Pelotonnée contre le large dos de Kang, l'Ecthrosienne remarqua aussitôt d'où provenaient les bruissements, à l'entrée. Deux traits de lumière blafarde découpaient les ombres de deux silhouettes que tout opposait, mais que Senlinn reconnut sans peine : Dame Yu et le prince Akio.
Intriguée, elle tendit l'oreille à leur insu, réalisant que même à voix basse, leur conversation était grave. S'était-il passé quelque chose tandis qu'elle dormait ?
— Que vas-tu faire, maintenant ? Où vas-tu aller ? Dans l'Est, chercher ta famille, ou affronter Keishi à TianLong ? demandait le prince.
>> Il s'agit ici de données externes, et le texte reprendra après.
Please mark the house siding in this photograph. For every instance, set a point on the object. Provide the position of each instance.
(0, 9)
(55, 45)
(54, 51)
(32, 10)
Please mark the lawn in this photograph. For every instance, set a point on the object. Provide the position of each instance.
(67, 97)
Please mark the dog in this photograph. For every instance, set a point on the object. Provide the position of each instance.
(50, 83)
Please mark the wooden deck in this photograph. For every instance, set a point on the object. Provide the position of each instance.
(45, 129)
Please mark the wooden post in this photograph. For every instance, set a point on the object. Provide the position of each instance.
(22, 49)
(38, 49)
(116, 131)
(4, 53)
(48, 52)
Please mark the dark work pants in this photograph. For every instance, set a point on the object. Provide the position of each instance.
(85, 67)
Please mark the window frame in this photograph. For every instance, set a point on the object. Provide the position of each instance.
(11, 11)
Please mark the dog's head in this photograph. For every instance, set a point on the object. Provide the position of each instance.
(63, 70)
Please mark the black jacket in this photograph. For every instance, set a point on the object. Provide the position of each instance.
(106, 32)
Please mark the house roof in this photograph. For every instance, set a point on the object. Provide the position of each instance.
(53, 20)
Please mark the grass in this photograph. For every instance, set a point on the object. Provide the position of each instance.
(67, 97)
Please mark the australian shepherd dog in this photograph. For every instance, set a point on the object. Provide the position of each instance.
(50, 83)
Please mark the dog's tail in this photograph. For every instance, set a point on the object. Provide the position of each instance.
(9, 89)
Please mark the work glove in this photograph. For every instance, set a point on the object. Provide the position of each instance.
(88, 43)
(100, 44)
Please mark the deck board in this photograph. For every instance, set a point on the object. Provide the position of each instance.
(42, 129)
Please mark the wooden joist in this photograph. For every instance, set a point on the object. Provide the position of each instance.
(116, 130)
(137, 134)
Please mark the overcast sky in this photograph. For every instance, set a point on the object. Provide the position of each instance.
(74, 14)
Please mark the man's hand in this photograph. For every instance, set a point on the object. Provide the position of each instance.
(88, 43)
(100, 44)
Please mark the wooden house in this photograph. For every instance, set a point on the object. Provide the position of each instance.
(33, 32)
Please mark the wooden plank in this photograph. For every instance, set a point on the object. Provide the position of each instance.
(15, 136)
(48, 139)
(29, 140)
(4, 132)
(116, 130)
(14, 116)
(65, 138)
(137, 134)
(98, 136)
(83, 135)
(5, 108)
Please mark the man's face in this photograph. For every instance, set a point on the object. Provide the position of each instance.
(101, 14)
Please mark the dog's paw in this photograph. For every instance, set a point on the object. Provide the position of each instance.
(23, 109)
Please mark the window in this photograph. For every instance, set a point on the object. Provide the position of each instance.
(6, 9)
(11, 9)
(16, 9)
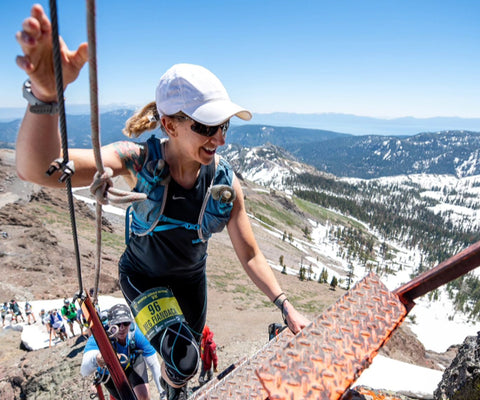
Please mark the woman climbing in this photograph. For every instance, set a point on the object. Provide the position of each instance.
(191, 193)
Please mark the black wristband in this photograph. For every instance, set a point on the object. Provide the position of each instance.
(37, 106)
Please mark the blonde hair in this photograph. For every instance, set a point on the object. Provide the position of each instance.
(146, 119)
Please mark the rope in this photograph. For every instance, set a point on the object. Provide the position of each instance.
(57, 62)
(102, 186)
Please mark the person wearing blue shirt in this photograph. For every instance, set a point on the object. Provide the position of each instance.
(133, 349)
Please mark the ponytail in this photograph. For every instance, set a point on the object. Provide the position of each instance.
(146, 119)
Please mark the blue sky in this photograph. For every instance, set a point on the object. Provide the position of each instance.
(372, 58)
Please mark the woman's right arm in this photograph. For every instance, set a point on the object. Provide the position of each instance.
(38, 140)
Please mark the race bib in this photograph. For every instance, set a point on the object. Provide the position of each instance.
(155, 310)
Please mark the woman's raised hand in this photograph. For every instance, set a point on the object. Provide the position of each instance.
(35, 39)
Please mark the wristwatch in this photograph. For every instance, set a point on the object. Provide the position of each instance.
(37, 106)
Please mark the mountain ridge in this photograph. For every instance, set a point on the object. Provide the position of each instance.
(341, 154)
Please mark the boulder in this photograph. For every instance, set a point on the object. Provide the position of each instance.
(461, 380)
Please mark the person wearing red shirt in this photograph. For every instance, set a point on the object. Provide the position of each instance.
(208, 354)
— Je ne sais pas... Cela ne résout pas mon problème, répondit pensivement la jeune femme. Keishi ne me laissera pas vivre suffisamment longtemps, si je rentre, pour me permettre de lever le voile sur cette mascarade. Et je suis curieuse de découvrir si j'ai de la famille, cachée quelque part en QiAng. Peut-être un père, des frères et sœurs, des oncles et tantes...
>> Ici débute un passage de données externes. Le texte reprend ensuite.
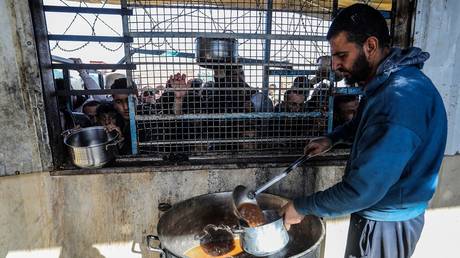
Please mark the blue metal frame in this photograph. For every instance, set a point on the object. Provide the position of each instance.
(254, 115)
(93, 66)
(159, 34)
(267, 47)
(348, 91)
(131, 99)
(91, 10)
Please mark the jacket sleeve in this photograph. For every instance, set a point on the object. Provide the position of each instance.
(344, 133)
(382, 154)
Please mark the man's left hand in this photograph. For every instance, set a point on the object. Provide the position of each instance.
(291, 216)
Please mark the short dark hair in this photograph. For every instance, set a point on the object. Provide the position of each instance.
(91, 103)
(300, 82)
(360, 21)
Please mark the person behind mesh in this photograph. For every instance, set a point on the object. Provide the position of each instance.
(107, 116)
(121, 104)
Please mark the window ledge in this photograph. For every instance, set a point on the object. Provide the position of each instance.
(139, 164)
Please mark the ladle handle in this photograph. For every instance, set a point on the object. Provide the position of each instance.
(291, 167)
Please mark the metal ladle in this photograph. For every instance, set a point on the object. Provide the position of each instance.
(242, 194)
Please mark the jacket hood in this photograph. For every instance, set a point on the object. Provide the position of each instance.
(396, 60)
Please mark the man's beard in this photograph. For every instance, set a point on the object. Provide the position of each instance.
(359, 71)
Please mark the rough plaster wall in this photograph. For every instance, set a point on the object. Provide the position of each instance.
(436, 31)
(23, 132)
(79, 213)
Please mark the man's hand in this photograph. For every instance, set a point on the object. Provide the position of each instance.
(291, 216)
(318, 145)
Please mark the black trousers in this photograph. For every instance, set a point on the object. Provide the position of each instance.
(383, 239)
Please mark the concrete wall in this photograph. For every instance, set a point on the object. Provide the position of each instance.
(436, 31)
(98, 215)
(22, 120)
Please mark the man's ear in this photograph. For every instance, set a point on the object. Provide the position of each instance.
(371, 46)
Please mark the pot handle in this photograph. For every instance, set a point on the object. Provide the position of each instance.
(151, 238)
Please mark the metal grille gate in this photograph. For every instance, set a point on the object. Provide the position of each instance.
(229, 77)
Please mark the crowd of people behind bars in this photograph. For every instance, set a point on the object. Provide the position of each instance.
(228, 93)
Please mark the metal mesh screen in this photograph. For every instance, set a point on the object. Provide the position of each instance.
(234, 77)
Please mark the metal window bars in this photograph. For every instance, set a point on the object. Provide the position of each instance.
(229, 77)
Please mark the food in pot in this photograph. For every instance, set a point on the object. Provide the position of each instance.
(198, 251)
(252, 214)
(215, 241)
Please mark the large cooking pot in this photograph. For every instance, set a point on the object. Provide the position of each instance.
(91, 147)
(178, 227)
(216, 53)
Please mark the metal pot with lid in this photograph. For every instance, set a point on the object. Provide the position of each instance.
(178, 227)
(92, 147)
(216, 53)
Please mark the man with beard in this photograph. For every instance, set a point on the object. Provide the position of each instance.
(399, 137)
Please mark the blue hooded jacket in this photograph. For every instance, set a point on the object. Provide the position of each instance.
(399, 137)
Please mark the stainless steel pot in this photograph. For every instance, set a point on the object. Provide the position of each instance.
(216, 50)
(266, 239)
(178, 227)
(91, 147)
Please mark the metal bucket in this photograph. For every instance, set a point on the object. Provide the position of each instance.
(91, 147)
(178, 227)
(266, 239)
Senlinn fronça les sourcils. Quelle mascarade ? De quelle famille Yu pouvait-elle bien être en train de parler ? Sa jeune maîtresse semblait incertaine, pleine de doutes à vrai dire, mais aussi d'une excitation sourde qu'elle paraissait ne pas savoir si elle devait l'exprimer ou la museler. C'était indéniable, ils avaient découvert quelque chose. Mais quoi ? Bhikkhu Dào serait-il venu leur apporter les documents ? Ce ne serait pas très étonnant qu'ils n'aient pas tenu à réveiller les domestiques pour les informer de leurs découvertes. Après tout ils n'étaient que cela, des domestiques. Des esclaves.
Tout de même, Senlinn était déçue. Elle avait été l'amie et la confidente de Yu pendant ces longs mois passés au palais, depuis que la jeune dame avait quitté le monastère de ZhiLan pour s'installer dans la capitale. Elle pensait qu'elle lui confiait tout, qu'elle n'avait aucun secret pour elle. Mais Yu prenait de l'assurance, et le retour d'Akio lui avait donné une autre personne à qui confier son cœur.
Avec un soupir de tristesse, elle fit abstraction de leur conversation et tenta de replonger dans le sommeil, trouvant le large dos de Kang plus réconfortant que jamais.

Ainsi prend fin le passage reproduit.